For centuries and centuries humans have been trying to modify their bodies, from ancient tribal tattoos to foot binding to belly button piercings. Now days it seems more of a trend that parents love to scold their children for, elderly people like to scowl at and employers generally frown upon. But unknown to many the origins had deeper, more profound symbolism than the majority of the pierced population’s attitude of “it’ll look cool”.

So where did it all really come from, I hear you cry… Well calm down, pull up a chair and I’ll tell you!


  • Earlobe piercings were the first discovered body adornment, as it reaches as far back as 5,300 years. The mummified remains of a body known as Ötzi, the Iceman were found in an Austrian Glacier and had pierced ears that had been stretched out to a 7-11mm diameter.
  • Primitive tribes pierced ears as a way to scare off demons as they believed they entered the body through the ears and that metal through the lobes would repel them.
  • In western society during the Elizabethan era it was mainly men that wore ear piercings than women. It was deemed completely acceptable for men to wear expensive earrings as they symbolised luxury and wealth.


  • Roman centurions were some of the first to get their nipples pierced as a sign of their dedication to the Roman Empire. It was also seen as a symbol of strength and unity as the majority of the army, including Julius Caesar, had them pierced.
  • The “Bosom Ring” came into fashion in the 1890s and was sold in pricey Parisian jewellery shops.
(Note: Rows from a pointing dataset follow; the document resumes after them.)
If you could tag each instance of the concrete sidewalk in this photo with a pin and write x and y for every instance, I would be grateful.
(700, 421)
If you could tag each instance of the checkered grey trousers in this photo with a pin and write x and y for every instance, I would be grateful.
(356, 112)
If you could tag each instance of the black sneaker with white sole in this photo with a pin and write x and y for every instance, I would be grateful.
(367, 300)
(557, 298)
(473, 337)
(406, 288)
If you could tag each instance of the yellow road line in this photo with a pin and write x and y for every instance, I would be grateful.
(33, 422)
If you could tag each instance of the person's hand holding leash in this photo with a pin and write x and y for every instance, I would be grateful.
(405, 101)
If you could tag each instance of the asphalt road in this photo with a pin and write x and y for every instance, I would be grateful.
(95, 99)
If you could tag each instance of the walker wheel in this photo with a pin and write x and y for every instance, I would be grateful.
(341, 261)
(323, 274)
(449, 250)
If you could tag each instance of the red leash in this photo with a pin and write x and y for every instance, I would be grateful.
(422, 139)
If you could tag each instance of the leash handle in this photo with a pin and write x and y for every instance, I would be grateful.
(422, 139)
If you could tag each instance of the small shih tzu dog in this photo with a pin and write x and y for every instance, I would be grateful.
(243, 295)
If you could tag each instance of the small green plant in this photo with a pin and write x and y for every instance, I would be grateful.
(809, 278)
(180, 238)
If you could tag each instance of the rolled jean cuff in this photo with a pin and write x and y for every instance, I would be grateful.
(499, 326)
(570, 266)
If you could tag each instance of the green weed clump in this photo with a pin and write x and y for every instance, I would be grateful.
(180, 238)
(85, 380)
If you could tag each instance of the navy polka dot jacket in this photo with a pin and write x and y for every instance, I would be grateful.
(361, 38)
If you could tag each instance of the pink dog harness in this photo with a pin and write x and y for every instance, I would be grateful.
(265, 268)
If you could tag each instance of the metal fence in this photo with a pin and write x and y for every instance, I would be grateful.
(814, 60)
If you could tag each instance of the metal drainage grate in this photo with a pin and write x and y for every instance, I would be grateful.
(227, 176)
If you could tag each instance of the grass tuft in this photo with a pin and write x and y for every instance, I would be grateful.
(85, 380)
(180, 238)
These rings were put through nipple piercings, with both breasts being linked by a delicate chain. This was said to enhance the nipples and make them look like they were constantly aroused. Lovely!


  • The first recorded nose piercing was 4000 years ago in the Middle East, and is mentioned in the Bible where Isaac gives his wife Rebekah a “Shanf” with translates as ‘nose ring’. Nose piercings are also still common in Middle Eastern Bedouin tribes and the Nomad tribes of Africa.
  • Nose piercing traditions were brought over from the Middle East to India in the 16th century, where the women have their nose pierced on the left side (which is sometimes joined by a chain to the ear lobe) as it is said to make the pains of childbirth and periods easier to bear.


  • Pierced lips were very common throughout the world, although only two tribes pierced their lips with rings. The tribes are the Dogon and Nuba tribes, with the Dogon tribe doing it as a symbolic religious practice involving ancestral spirits. All other tribes used/use labrets made of wood, clay, bone, crystal or other materials – with some that stretch the piercing out with larger labrets.
  • The Aztecs and Maya also used lip labrets that were fashioned into religious or spiritual figurines made of gems or jade and gold to make them look more attractive or sexual. Also, people in central and south America used lip labrets to look more attractive, with the pierced holes being stretched out with wooden plates to enhance the lips – similar to the use of modern day collagen.

We all know they are other piercings such as septum and genital, but after reading up on what the origins were I’d rather not mention it for your own sanity!!